Für die meisten von uns kann dies dazu führen, dass ein Lied entsteht, das schwer aus dem Kopf zu bekommen ist, da der ständige Informationsfluss, der in unsere Ohren gelangt, diese Musik unterdrückt. Die Gehörlosen haben diesen Fluss natürlich nicht, so dass sie die ganze Zeit Musik hören können.
Nehmen wir an, Griffiths hat musikalische Halluzinationen unter Gehörlosen herausgefunden. Aber was ist mit Leuten wie Miss Stewart?

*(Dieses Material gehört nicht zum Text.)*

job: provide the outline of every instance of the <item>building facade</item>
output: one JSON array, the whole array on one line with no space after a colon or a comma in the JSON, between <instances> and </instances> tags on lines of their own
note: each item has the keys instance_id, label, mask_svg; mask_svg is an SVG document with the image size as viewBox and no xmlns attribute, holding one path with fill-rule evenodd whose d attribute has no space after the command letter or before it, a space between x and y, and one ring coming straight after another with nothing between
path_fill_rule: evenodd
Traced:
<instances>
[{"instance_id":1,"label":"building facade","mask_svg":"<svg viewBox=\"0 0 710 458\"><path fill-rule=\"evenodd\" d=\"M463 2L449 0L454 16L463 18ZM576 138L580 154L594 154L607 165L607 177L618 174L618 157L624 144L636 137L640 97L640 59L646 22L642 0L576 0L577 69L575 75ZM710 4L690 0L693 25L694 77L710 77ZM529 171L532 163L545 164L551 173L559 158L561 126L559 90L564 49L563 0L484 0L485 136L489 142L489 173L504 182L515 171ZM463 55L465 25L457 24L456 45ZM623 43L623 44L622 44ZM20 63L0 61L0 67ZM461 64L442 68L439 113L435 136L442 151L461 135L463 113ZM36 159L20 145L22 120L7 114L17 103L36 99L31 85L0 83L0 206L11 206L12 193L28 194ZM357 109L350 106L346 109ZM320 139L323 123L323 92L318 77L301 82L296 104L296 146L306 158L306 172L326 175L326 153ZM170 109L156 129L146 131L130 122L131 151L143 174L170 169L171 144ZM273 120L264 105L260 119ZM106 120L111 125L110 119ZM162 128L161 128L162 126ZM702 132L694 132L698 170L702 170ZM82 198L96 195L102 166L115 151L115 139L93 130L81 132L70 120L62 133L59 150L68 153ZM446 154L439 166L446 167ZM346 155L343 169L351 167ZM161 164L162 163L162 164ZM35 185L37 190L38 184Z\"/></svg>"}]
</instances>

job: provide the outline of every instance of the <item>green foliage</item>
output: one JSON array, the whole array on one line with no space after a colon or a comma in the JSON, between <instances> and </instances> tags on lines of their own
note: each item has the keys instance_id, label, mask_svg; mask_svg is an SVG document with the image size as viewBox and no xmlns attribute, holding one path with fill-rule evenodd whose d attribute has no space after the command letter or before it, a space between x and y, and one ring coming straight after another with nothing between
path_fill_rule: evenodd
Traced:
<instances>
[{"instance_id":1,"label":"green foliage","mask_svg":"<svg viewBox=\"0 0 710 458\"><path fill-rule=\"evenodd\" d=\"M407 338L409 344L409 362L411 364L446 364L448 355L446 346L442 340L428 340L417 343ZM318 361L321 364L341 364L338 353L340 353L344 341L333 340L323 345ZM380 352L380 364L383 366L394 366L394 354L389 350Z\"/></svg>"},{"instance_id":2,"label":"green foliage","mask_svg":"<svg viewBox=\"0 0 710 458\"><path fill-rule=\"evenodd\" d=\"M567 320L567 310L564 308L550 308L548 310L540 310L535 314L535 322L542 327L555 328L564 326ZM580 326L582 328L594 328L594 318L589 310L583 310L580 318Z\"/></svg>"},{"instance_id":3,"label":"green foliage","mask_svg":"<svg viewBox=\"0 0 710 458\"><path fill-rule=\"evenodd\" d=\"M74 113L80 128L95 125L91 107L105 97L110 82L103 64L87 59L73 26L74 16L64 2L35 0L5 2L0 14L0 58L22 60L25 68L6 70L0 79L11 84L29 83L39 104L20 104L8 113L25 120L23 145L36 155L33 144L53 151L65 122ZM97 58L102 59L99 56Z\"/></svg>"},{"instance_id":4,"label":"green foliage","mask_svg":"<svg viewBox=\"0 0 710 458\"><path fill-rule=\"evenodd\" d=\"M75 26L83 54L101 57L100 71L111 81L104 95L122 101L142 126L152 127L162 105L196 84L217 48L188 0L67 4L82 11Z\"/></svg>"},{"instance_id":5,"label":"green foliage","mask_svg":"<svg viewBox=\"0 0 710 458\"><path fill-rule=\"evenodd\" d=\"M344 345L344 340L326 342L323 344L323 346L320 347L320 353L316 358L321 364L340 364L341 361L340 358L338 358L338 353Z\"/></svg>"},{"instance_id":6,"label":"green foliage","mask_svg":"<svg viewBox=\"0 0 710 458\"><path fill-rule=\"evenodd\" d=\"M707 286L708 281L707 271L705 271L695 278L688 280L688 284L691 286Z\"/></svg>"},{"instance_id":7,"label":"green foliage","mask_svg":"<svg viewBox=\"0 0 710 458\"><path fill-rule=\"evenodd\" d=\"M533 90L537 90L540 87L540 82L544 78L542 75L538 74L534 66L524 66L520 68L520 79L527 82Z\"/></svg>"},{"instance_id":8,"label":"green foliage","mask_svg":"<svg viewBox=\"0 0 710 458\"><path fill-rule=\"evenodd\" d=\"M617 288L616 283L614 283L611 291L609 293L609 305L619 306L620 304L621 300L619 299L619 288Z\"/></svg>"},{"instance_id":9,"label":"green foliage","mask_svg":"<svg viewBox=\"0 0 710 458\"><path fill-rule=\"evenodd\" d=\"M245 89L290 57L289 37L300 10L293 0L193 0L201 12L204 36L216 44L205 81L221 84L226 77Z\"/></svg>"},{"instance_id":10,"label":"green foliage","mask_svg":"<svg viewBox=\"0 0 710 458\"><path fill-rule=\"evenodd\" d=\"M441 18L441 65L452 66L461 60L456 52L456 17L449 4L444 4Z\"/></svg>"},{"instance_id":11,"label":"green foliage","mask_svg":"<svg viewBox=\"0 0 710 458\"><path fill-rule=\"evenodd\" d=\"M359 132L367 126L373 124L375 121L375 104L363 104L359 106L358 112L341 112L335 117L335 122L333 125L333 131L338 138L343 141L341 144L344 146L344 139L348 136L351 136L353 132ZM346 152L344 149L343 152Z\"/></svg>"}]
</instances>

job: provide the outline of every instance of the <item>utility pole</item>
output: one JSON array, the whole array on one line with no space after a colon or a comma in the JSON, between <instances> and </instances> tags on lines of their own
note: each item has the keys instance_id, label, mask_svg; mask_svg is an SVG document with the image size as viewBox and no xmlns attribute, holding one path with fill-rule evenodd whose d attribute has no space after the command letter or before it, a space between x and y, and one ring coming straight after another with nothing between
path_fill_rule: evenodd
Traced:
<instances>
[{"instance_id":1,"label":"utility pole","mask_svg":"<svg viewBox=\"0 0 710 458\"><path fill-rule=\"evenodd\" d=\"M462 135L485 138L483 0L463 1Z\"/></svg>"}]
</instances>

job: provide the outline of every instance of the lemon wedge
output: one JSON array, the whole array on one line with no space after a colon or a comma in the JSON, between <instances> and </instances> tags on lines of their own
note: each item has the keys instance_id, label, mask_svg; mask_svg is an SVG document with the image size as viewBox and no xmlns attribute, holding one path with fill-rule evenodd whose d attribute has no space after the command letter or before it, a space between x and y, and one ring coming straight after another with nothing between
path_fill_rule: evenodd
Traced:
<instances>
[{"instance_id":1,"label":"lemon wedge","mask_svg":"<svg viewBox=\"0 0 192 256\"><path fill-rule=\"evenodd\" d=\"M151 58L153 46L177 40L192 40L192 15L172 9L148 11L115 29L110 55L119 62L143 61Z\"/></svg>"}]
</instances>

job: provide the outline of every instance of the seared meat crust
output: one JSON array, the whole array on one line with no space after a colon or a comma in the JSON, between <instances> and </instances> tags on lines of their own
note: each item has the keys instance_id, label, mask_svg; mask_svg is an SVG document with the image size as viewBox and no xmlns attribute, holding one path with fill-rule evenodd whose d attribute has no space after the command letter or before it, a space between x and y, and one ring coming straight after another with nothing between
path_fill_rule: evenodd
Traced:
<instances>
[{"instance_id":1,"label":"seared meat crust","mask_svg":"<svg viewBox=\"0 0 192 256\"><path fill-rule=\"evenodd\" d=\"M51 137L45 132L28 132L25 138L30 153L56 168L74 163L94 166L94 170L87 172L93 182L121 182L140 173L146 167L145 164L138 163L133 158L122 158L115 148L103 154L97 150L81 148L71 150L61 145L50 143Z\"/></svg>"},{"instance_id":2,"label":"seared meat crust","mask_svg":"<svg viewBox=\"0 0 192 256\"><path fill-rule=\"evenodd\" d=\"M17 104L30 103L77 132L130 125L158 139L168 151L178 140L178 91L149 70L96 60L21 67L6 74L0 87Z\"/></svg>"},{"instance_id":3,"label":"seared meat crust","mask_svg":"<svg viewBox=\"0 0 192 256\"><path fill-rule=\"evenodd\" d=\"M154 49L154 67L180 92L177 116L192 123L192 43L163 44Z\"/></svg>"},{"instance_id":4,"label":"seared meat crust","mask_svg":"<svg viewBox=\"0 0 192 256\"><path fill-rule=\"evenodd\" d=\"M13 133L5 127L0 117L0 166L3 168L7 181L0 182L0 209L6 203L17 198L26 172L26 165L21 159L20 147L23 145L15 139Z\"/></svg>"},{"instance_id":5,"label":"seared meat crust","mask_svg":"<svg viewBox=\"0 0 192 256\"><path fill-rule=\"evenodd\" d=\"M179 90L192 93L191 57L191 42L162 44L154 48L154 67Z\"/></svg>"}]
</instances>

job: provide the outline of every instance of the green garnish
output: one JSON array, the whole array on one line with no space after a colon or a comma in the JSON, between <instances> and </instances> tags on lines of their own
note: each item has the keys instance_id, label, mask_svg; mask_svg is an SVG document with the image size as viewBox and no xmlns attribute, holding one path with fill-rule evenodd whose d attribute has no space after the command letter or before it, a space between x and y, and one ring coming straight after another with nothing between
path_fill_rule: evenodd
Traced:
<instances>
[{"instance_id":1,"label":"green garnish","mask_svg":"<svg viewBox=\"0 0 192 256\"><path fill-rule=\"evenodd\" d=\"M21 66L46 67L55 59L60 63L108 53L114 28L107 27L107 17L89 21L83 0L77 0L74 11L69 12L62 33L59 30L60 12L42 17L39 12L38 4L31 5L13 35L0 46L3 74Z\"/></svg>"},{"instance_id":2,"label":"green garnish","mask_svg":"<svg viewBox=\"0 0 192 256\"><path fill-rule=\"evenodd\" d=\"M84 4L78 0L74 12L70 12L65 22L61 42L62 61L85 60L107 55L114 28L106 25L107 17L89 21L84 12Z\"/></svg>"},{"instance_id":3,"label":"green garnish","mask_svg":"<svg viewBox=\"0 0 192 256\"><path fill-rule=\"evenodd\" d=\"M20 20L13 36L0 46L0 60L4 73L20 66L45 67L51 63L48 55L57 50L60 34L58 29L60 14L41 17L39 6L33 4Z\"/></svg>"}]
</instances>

Aziz und Warner versuchten, dieses Problem zu lösen. Dazu analysierten sie 30 Fälle musikalischer Halluzinationen. Das Durchschnittsalter der untersuchten Patienten betrug 78 Jahre, während ein Drittel von ihnen taub war. Als Ergebnis von Studien stellte sich heraus, dass bei Frauen Musik häufiger im Kopf spielt als bei Männern. In zwei Dritteln der Fälle hören ältere Menschen religiöse Musik.
Wissenschaftler glauben jedoch, dass die Menschen in Zukunft anfangen werden, sowohl mit populärer als auch mit klassischer Musik zu halluzinieren, dh mit der, die sie heute ständig hören.
Psychiater glauben, dass musikalische Halluzinationen auftreten, wenn Menschen einer schallreichen Umgebung beraubt werden, ihr Gehör verlieren oder isoliert leben.
In dieser Situation erzeugt das Gehirn zufällige Impulse, die es als Geräusche interpretiert, sich dann zur Hilfe an die Erinnerung an Musik wendet und ein Lied entsteht.